Город мертвецов и другие истории (сборник) - Иван Грачев
Шрифт:
Интервал:
Закладка:
– Это вы мне? – неуверенно спросил я.
– Тебе конечно. По-моему тут больше нет никого с моего маршрута.
Я оглянулся по сторонам и понял, что и в самом деле, я остался последним на остановке.
– Похоже на то, – буркнул я, не решаясь садиться.
Водитель улыбался во все свои пожелтевшие от сигарет и кофе зубы, всем своим видом давая понят, что не причинит вреда, во всяком случае, не здесь.
– Запрыгивай.
– Но у меня нет денег, – еле слышно сказал я, почему-то стыдясь своих слов.
– Не беда, будем считать, что твой старик задолжал мне бутылку виски.
Слабо улыбнувшись, я все-таки прошел внутрь салона. Кроме водителя и меня, внутри больше никого не было. Возможно, что я себя успокаивал, но на секунду мне показалось, что лицо водителя мне знакомо и я уселся в самый дальний угол.
В салоне пахло освежителями, запах которых пытался победить едва уловимый аромат трубочного табака. Да-да, именно так, а не наоборот. Освежителя было так много, что горькие нотки табачного дыма ощущались приятней ванили.

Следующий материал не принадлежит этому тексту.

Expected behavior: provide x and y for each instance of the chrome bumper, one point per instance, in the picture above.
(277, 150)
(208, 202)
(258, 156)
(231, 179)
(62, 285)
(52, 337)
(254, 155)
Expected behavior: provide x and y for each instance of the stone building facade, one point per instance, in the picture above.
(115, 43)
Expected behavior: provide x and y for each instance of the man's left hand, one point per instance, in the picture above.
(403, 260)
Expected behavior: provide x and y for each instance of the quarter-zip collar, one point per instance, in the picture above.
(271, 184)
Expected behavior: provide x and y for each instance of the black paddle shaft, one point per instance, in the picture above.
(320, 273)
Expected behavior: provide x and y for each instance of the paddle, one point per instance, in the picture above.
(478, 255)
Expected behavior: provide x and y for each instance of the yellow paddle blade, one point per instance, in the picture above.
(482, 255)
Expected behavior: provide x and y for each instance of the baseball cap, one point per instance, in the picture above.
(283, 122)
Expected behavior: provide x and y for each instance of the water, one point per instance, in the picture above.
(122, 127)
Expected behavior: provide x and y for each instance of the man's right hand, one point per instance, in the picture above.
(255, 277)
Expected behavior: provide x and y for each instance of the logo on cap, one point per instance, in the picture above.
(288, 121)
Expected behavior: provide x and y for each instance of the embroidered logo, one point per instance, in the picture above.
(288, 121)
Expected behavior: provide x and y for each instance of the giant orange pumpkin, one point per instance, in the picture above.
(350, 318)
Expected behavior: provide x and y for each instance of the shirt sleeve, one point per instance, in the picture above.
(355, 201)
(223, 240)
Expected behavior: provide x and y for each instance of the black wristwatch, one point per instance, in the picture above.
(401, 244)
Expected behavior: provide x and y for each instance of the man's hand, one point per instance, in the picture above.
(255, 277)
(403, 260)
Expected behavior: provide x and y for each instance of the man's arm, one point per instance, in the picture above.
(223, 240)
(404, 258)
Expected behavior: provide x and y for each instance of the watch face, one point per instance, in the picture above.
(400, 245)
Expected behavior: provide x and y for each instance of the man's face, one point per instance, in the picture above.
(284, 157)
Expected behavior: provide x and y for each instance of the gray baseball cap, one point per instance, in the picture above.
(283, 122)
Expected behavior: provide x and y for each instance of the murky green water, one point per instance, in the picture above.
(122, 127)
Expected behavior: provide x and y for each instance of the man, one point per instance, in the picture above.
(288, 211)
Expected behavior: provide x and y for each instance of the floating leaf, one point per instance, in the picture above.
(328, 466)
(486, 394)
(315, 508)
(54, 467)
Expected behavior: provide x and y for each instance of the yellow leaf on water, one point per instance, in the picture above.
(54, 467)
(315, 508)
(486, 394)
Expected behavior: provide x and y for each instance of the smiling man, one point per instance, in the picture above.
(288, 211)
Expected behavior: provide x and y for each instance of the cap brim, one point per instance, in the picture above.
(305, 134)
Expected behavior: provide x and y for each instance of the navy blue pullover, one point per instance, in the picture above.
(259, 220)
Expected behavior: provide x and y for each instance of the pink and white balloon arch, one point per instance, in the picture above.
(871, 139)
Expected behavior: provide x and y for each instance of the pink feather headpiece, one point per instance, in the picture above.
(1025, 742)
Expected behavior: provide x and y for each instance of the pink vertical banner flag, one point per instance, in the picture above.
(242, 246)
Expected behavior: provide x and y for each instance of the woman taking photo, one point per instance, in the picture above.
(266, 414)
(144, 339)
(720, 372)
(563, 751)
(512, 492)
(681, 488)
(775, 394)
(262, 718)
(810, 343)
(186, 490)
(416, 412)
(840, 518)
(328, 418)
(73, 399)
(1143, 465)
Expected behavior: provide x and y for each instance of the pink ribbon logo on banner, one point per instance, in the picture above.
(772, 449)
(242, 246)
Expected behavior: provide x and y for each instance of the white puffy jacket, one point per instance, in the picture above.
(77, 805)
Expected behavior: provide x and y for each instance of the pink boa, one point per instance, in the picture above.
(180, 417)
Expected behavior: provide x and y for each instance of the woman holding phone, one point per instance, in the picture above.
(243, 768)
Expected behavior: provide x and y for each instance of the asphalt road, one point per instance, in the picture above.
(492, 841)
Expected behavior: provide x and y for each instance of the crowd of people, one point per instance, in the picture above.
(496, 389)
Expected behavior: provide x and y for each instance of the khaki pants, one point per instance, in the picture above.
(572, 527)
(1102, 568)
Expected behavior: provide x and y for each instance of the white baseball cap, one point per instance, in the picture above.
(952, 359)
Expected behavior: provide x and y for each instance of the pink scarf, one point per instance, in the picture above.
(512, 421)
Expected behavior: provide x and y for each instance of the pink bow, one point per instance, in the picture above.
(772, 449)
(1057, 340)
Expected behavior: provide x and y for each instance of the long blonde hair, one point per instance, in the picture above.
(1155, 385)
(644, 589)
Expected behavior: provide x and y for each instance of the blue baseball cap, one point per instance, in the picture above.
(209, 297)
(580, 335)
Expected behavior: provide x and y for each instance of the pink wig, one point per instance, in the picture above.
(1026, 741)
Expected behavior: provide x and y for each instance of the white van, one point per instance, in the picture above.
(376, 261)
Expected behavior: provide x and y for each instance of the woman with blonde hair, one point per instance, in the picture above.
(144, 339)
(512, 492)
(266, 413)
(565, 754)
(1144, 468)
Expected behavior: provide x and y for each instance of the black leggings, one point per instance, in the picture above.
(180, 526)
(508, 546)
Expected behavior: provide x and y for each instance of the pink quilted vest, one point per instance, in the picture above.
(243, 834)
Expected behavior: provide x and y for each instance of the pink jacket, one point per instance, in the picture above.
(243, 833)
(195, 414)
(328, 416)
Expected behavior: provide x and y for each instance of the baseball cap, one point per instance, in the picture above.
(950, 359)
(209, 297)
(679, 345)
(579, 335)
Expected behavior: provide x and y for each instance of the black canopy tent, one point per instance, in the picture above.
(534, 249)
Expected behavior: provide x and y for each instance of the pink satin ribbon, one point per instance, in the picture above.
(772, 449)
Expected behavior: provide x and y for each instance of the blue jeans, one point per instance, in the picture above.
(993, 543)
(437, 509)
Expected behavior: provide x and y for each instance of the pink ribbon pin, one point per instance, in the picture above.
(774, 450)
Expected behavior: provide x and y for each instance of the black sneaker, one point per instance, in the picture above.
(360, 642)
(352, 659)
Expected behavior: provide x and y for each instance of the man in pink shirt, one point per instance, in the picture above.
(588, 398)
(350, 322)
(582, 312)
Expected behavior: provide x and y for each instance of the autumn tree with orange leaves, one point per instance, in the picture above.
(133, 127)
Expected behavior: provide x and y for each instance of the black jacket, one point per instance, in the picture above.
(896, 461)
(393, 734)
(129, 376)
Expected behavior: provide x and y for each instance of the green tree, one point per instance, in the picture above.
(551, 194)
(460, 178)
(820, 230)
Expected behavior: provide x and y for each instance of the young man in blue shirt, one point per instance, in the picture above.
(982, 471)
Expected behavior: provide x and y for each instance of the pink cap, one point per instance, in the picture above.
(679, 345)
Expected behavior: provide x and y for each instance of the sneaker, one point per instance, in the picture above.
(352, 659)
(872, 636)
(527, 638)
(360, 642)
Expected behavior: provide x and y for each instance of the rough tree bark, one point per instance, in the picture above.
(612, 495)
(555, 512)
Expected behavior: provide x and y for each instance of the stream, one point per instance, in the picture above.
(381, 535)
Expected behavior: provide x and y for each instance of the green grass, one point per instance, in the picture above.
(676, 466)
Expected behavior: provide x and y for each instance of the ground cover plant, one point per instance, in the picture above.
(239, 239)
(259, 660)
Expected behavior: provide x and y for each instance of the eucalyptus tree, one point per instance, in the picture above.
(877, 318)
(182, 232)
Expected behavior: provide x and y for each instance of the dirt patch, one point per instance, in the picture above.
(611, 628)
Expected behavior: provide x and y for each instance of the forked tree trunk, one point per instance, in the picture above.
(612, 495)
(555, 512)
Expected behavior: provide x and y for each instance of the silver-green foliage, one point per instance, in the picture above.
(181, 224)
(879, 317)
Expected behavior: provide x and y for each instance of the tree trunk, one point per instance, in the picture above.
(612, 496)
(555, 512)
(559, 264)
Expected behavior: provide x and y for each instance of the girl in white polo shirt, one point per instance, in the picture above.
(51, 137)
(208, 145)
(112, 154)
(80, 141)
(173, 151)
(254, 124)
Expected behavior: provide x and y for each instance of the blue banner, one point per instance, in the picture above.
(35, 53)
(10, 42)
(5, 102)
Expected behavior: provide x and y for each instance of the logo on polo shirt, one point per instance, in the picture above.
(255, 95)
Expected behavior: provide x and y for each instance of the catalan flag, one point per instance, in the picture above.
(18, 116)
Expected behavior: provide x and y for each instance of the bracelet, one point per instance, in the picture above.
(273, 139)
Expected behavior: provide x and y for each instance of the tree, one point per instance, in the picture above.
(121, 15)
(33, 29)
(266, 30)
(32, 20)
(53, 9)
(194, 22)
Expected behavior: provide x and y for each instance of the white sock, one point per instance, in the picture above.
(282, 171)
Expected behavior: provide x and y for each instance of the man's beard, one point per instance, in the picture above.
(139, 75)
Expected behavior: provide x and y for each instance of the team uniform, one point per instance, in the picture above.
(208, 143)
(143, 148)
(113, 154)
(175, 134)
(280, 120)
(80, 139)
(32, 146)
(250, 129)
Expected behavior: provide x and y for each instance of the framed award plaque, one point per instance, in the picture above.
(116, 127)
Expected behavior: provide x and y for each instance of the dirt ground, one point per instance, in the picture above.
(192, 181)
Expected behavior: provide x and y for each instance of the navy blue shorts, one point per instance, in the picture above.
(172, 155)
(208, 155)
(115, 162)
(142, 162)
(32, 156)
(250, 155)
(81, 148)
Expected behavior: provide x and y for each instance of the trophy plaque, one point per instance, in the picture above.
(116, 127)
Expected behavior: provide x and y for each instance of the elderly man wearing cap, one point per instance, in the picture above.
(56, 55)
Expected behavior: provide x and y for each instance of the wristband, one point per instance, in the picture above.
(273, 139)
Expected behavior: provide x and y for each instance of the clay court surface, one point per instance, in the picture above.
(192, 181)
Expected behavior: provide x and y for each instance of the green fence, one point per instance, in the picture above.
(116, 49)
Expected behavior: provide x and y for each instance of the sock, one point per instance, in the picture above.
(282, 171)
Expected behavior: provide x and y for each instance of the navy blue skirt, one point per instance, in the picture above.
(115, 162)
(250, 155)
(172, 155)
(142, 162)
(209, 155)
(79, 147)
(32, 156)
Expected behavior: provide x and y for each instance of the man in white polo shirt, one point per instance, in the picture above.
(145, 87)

Когда я сел на сиденье, дождь за окном все набирал обороты. Не верилось, что была летняя пора – жирные осенние капли разбивались о стекло и расплывались по четырем направлениям, которые становились ручьями и рукавами одной реки. Когда капли слились со стеклом в единую журчащую массу, я погрузился в сон.
Я и по сей день помню то, что мне приснилось тогда. Эта картина отпечаталась в моем мозгу настолько сильно, что сейчас я иногда задумываюсь о мистических реалиях нашей жизни, ведь в этом сне не было ни малейшей метафоры, все символы были ясны, как белый день.
Я стоял перед своим подъездом и смотрел в сторону автобуса, на котором приехал домой. Он собирался отъезжать, но в дверях застыл силуэт девушки. Это была она – моя идеальная пара, в самом расцвете своей красоты и реалистичности. Именно такой
она стала бы через несколько лет, если бы я продолжил высекать ее мысленную скульптуру из одного-единственного воспоминания. Стоило обернуться, как перед глазами появилась еще одна фигура. Это была моя мама. Именно такая, какой я запомнил ее в последний раз, даже в той же самой фиолетовой кофточке, которую она одела в день моего отъезда из дома.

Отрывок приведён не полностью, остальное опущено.